Arizona State University Network Science Seminar Series
|Speaker||Gireeja Ranade (Microsoft Research, Redmond)|
|Date||1:30 p.m., Feb 27, 2017|
|Gireeja Ranade is a postdoctoral researcher at Microsoft Research, Redmond. Before this she was a lecturer in EECS at UC Berkeley working on designing and teaching the pilot version of novel lower-division EECS classes (16AB). She received an MS and PhD in EECS from UC Berkeley and an SB in EECS from MIT. She has worked on topics in brain-machine interfaces, information theory, control theory, wireless communications and crowdsourcing.|
|Developing high-performance cyber-physical systems requires a deep understanding of how uncertainty and unpredictability impair performance. In this talk, I discuss some theoretical perspectives to understand uncertainty in systems as well as practical protocols to mitigate it. I will first introduce a notion of "control capacity," which parallels the notion of Shannon communication capacity, and provides a fundamental limit on the ability to stabilize a system with random time-varying parameters (modeled as multiplicative noise). Further, it can be used to quantify the value of side-information in control. We contrast systems with noisy actuation (e.g., when motors on a drone cannot precisely execute control actions) to noisy sensing (e.g., miscalibrated cameras). In the first case, we show that linear control strategies are optimal, while in the second, we show that non-linear strategies can outperform them. Further, we use techniques from information-theory and probability-theory to bound the improvement that non-linear strategies can bring. Finally, I will shift from quantifying the effect of uncertainty to methods for reducing uncertainty. With the aim of enabling industrial automation, I will discuss the development of highly-reliable low-latency wireless communication protocols for machine-to-machine communication. The talk will include joint work with Jian Ding, Yuval Peres, Govind Ramnarayan, Anant Sahai, Sahaana Suri, Vasuki Narasimha Swamy, and Alex Zhai.|
Upcoming Seminar: Orthogonal precoding for sidelobe suppression in DFT-based systems using block reflectors
|Speaker||Vaughan Clarkson (University of Queensland)|
|Date||1:30 p.m., Mar 3, 2017|
|Location||To be updated|
Bachelor of Science (Mathematics), UQ, 1989
Bachelor of Engineering (Computer Systems; Hons I), UQ, 1990
Doctor of Philosophy, ANU, 1997
Sidelobe suppression has always been an important part of crafting communications signals to keep interference with users of adjacent spectrum to a minimum. Systems based on the discrete Fourier transform, such as orthogonal frequency-division multiplexing (OFDM) and single-carrier frequency-division multiple access (SC-FDMA) are especially prone to out-of-band power leakage. Although many techniques have been proposed to suppress sidelobes in DFT-based systems, a satisfactory balance between computational complexity and out-of-band power leakage has remained elusive.

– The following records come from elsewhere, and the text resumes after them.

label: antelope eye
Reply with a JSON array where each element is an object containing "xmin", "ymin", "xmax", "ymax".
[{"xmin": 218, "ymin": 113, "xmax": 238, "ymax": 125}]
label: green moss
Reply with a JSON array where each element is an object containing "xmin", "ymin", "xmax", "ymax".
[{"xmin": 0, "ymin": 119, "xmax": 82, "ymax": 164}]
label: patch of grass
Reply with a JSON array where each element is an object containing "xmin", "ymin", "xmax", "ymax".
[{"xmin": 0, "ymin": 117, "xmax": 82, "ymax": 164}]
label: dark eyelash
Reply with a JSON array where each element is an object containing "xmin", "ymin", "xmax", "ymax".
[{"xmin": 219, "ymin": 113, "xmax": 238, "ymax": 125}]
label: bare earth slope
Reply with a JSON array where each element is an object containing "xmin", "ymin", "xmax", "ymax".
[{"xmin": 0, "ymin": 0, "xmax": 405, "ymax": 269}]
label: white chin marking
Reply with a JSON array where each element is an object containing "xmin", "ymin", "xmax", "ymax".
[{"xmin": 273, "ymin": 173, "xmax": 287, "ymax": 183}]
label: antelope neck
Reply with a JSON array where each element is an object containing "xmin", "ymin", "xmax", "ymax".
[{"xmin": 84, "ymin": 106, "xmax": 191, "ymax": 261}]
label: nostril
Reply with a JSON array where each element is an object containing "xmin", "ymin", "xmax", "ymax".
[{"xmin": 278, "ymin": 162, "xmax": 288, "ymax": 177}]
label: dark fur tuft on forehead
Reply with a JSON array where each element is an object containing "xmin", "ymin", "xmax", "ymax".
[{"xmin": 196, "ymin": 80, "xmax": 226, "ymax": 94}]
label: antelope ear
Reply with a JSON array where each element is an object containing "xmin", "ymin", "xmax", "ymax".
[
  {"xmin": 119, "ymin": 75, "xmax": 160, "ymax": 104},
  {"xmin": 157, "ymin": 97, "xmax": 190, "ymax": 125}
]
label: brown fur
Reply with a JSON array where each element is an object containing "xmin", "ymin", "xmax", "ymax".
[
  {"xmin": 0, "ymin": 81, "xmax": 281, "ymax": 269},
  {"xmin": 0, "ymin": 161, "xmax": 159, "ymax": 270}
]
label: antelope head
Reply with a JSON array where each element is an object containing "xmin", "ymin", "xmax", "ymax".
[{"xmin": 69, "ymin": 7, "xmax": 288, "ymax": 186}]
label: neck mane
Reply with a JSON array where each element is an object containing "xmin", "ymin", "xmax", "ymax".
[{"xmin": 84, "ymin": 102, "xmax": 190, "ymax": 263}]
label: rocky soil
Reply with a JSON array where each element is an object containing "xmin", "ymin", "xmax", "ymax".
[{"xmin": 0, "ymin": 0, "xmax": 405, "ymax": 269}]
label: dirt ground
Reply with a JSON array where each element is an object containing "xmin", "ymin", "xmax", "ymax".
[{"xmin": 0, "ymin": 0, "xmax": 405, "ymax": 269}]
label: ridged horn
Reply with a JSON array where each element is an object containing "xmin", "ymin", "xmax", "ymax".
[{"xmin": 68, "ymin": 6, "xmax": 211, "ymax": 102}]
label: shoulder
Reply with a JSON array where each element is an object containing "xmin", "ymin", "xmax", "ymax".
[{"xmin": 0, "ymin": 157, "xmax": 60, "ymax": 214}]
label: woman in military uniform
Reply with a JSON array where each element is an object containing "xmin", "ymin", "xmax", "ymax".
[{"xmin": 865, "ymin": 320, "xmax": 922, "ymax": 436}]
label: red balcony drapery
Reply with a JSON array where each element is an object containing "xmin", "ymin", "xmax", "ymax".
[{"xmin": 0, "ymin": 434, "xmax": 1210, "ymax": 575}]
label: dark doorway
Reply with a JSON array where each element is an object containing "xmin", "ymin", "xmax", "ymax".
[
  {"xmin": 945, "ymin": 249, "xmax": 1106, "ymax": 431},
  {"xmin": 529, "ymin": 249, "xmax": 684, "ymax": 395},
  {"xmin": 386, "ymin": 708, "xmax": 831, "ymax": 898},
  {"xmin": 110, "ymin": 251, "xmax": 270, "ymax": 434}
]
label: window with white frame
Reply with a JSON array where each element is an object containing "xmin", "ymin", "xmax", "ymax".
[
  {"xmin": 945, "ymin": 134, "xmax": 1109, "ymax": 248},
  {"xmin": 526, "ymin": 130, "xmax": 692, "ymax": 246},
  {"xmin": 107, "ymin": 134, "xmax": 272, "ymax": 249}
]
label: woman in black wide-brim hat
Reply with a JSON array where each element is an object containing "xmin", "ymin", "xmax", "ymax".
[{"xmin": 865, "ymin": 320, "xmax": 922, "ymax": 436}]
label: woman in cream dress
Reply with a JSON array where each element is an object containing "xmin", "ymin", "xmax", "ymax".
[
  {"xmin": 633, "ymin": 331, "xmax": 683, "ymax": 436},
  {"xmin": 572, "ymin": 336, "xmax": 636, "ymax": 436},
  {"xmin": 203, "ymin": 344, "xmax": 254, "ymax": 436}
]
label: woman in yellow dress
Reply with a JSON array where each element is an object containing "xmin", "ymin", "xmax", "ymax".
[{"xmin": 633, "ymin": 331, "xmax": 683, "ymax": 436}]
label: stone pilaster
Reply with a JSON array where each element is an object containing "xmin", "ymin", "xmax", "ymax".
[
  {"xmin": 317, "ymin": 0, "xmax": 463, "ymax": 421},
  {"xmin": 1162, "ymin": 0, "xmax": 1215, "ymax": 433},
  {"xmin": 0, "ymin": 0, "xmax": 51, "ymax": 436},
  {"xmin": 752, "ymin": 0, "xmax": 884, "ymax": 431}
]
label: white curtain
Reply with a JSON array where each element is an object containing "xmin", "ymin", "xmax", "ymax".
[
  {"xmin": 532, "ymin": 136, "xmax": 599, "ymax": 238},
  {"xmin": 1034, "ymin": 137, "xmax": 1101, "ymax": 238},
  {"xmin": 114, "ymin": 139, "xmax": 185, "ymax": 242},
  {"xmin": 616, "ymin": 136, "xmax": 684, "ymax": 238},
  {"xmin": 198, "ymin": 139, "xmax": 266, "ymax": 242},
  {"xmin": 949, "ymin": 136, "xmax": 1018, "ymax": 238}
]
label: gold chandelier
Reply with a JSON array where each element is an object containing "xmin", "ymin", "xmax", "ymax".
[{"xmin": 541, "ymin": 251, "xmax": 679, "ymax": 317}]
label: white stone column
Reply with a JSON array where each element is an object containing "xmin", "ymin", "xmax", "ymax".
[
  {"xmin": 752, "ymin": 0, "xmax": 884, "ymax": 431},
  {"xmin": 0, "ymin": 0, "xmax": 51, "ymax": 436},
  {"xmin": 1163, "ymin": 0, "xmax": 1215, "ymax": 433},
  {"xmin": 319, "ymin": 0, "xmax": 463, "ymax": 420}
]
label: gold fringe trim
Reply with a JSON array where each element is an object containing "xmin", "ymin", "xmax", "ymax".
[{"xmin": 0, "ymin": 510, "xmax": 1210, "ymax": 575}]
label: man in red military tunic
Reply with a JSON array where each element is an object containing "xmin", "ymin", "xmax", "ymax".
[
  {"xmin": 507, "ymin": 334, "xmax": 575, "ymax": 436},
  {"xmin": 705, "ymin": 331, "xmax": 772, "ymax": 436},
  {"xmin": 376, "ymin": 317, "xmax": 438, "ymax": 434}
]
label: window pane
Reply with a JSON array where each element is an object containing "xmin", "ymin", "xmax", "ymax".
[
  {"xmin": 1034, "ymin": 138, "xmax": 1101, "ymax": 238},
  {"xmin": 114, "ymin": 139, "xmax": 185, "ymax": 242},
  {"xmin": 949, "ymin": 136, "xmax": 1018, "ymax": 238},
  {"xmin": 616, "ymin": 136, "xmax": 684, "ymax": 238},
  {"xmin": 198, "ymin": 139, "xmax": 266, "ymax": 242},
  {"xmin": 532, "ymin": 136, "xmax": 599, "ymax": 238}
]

Orthogonal precoding is a promising, linear technique in which the nullspace of a precoding matrix with orthonormal columns is designed to suppress the sidelobes. Orthogonal precoders have been proposed that yield excellent out-of-band suppression. However, they suffer from high arithmetic complexity—quadratic in the number of active subcarriers—which has limited their application.
In this talk, we find that the arithmetic complexity can be made linear instead of quadratic if a block reflector is used to perform the precoding instead of an otherwise unstructured unitary transformation. There is no penalty to be paid in achieved bit-error rate. We show by numerical simulation that the penalty in peak-to-average power ratio is also very small for OFDM.